Consider the following headline from The Washington Post:

"Why it is easier for a kid to get a gun in Ohio than in many other states" we know it was in all ways illegal for the 17 year-old Chardon, OH high school spree killer to be in possession of the .22 caliber gun he used to commit his crimes, but yet the author of this article claims "the state's gun laws don't make it hard for young people to get their hands on a gun."

How much harder can we make it beyond banning it entirely, as we have already done?

According to the gun ban extremist organization quoted by this Washington D.C.-based author (who, given her city of residence, ought to know a thing or two about the impotence of gun bans and gun control laws in preventing criminal behavior) "Ohio's weak gun laws make it very easy for children to get access to handguns."

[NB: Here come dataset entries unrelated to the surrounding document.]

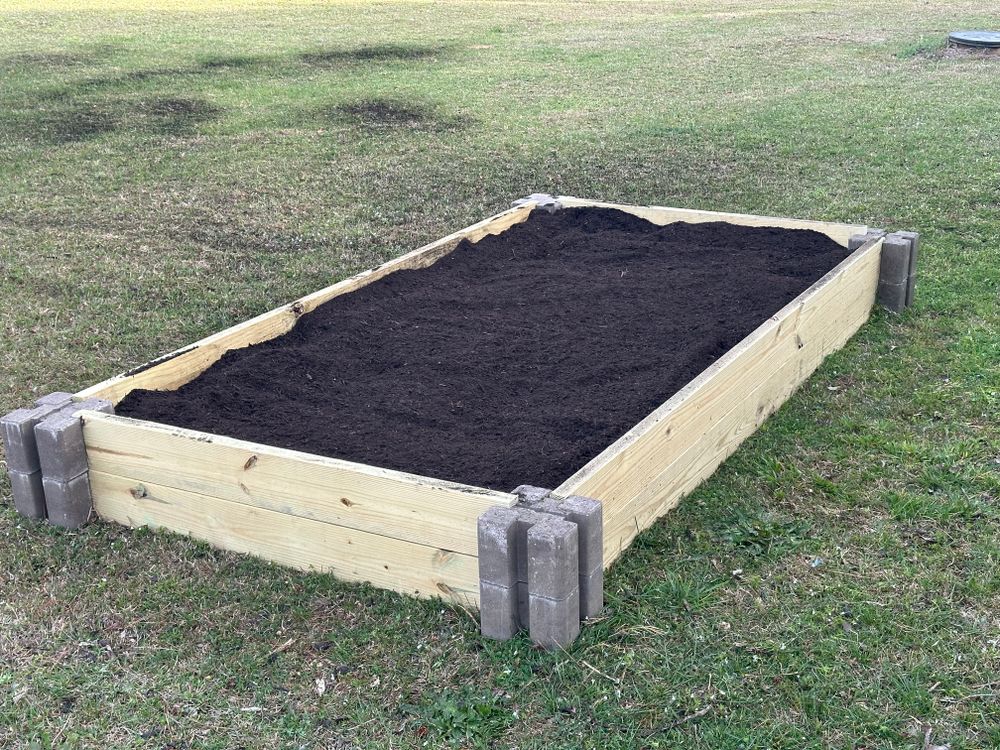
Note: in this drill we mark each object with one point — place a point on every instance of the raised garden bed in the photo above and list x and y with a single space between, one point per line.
603 351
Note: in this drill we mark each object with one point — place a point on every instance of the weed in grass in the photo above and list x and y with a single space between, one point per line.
463 717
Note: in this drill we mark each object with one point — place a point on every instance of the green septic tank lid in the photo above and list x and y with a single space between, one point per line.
975 38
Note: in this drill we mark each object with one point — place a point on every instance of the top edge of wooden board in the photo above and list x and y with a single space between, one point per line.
701 381
173 370
387 502
839 233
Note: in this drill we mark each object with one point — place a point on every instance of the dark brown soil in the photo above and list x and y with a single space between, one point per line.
511 361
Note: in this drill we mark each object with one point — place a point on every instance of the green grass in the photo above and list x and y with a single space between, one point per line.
167 169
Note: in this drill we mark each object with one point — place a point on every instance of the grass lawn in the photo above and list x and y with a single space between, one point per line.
170 168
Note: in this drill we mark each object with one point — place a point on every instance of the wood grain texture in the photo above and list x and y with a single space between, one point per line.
183 365
379 501
349 554
839 233
647 471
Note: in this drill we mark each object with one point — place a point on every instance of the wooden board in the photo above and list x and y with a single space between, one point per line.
839 233
179 367
391 504
300 543
649 469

The organization used as a source in the article, the Brady Campaign Against Gun Violence, claims that "Ohio allows kids easy access to guns at home" because "Ohio has no requirement that gun owners safely store guns to keep them away from children." The group claims there are 27 states that have laws which "that require gun owners to secure guns so kids can't get them." The group also states that because "Ohio has no requirement that private sellers conduct a background check on gun buyers," this means "a teenager could buy a handgun from a private seller, including at a gun show, with no background check, no questions asked."

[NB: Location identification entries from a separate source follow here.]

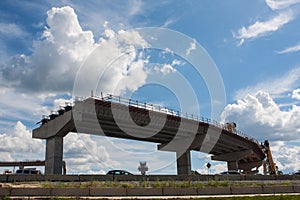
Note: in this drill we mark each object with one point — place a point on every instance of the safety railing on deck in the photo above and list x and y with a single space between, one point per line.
165 110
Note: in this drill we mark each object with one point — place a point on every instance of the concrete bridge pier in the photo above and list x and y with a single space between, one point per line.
54 155
232 165
184 163
233 158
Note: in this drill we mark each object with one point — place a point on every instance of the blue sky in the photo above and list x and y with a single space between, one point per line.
255 47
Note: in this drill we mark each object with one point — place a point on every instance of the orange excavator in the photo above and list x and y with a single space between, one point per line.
269 165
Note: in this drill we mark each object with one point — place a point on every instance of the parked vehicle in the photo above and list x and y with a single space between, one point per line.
28 171
119 172
230 172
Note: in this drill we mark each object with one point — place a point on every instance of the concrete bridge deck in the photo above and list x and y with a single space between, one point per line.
140 121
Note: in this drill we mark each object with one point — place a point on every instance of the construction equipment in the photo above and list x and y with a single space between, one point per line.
269 165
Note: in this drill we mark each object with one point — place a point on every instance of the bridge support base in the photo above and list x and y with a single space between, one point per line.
54 155
232 165
184 163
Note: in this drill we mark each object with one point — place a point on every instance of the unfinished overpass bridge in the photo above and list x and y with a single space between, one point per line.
173 131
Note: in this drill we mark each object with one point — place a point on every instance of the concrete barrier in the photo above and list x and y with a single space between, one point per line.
66 178
4 192
108 192
144 191
268 189
84 178
246 190
296 188
214 191
3 178
179 191
70 192
283 189
30 191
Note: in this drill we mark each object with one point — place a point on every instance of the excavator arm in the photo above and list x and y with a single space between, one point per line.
269 161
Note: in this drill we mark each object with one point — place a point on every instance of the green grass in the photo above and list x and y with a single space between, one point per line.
282 197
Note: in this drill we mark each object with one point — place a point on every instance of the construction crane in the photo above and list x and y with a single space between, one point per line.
271 167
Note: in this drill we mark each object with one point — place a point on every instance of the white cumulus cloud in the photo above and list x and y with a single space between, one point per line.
18 145
276 87
191 48
281 4
296 94
260 117
290 49
262 28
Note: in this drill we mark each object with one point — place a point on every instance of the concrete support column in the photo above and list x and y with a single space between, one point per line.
184 163
54 155
232 165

So if the Brady bunch are to be believed, a minor who has decided to violate any number of felony gun control laws is going to be prevented from gaining access to a gun by making a few more things illegal. Got that?

But how is that working out in some of the states on that list of 27? Consider Minnesota, where in 2005 a 16 year-old murdered his grandfather (a police officer) in his sleep with a .22 caliber pistol, stole his grandfather's firearms and murdered his grandfather's girlfriend before going to school and killing seven people on the school campus. According to MSNBC, Minnesota has a law making adults liable if it is determined that children were able to access their firearms, whether or not the child uses the firearm to cause injury.

And according to Wikipedia, there have been three school shootings in the past two years in Texas, another state that has a child access prevention law the Brady bunch claims Ohio needs.

Another headline that deserves some consideration is the following from MSNBC:

"Why gun owner in Ohio school shooting won't be held accountable"

In this article, the author asks "will there be legal consequences against the owner of the handgun used to kill three people and injure two others?"

I have yet to read an article suggesting that the owner of a stolen car that was later used to commit a crime should be held liable, or suggesting that there should be laws dictating how the car (a 3000lb deadly weapon) should be stored in order to prevent unauthorized access.

Why aren't the "car control" groups quoted in the article, suggesting that the manufacturer of the car this particular troubled youth used to drive to Chardon high school that day (assuming for the sake of the analogy that he drove in that day) should be held liable as well?

The truth is, despite there being a Constitutionally-protected right to bear arms, arms are treated far differently than any of the many other items (items not Constitutionally-protected, by the way) used by killers as weapons in the commission of their crimes. Only when guns are used by criminals is it demanded that innocent people be held responsible.

Chad D. Baus is the Buckeye Firearms Association Vice Chairman.